Tag Archives: gibson

Book 12: Mona Lisa Overdrive

And last night I finished Mona Lisa Overdrive (by William Gibson). It’s not as good as the first two of the series, but it’s still a great story, and answers some of the questions left by the other two books. I think of the three, Count Zero is my favorite. Strangely, every single review of the series that I’ve seen says Count Zero doesn’t measure up to the others, and that Mona Lisa Overdrive is the best, so I suppose it’s all about preference and which characters you most relate to.

Now I’m reading Master and Man, by Tolstoy.

Book 11: Count Zero

In college I took a overview of Science Fiction with Richard Sherry. We read, among other things, Neuromancer by William Gibson.

It made no sense to me at all.

I read it again, years later, after working with the Internet for a few years, and it made much more sense.
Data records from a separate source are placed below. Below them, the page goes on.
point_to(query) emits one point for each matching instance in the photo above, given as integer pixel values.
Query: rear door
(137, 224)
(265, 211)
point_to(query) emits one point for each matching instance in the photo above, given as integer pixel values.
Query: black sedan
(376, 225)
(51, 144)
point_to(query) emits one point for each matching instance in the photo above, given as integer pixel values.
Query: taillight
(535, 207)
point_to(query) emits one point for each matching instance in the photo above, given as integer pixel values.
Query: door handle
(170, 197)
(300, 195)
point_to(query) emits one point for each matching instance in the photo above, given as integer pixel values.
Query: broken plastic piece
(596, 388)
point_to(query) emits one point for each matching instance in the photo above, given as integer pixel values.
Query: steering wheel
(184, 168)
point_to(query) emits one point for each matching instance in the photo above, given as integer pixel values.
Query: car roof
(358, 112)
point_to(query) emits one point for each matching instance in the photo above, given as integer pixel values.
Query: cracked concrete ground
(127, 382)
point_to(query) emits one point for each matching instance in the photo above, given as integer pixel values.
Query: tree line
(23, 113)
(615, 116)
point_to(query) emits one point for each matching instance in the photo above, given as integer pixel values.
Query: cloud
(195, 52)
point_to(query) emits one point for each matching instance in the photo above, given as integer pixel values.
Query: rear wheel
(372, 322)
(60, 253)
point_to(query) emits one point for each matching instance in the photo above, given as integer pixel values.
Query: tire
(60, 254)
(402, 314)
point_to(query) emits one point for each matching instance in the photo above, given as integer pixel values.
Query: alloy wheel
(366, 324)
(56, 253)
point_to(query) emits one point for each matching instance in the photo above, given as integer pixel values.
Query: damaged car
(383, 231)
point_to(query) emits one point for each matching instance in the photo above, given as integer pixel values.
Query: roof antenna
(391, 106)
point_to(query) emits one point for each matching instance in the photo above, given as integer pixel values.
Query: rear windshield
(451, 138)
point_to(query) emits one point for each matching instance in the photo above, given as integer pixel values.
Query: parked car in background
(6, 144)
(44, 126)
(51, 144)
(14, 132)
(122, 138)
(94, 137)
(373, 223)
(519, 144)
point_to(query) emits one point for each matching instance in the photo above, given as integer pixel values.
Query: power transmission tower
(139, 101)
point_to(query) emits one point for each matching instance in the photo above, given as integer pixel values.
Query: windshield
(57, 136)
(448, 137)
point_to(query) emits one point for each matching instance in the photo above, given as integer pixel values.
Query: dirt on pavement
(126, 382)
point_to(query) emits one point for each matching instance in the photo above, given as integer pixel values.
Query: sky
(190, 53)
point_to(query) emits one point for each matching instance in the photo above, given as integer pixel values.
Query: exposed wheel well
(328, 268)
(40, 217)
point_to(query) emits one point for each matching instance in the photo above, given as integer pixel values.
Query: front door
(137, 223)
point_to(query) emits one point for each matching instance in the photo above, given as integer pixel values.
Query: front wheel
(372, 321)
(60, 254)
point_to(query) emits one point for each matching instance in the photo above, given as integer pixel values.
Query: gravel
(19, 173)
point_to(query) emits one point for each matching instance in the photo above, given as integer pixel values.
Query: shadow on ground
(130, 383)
A few weeks ago I started reading Mona Lisa Overdrive, and realized about half way into it that it was the same people as in Neuromancer, and that Count Zero came between them.

I finished Count Zero yesterday, and am now picking up where I left off in Mona Lisa Overdrive.

Overdrive is one of those science fiction stories that folks tell you you’re supposed to read, along with Foundation, and Snow Crash, and Hitchhiker’s Guide, but for whatever reason I never did, even though I started the trilogy 20 years ago.

I don’t know how anybody could understand the story, however, without having read Neuromancer, but many of the people I’ve talked to who have read Overdrive, haven’t read the first two. I think I might go back and read Neuromancer again, to clarify a few points.

What I enjoy the most about Gibson – and, indeed, much of the science fiction written around the same time – is seeing what he got right and what he got wrong about technology, and what he predicts is still to come as we run out of resources, but continue to push the envelope with technology.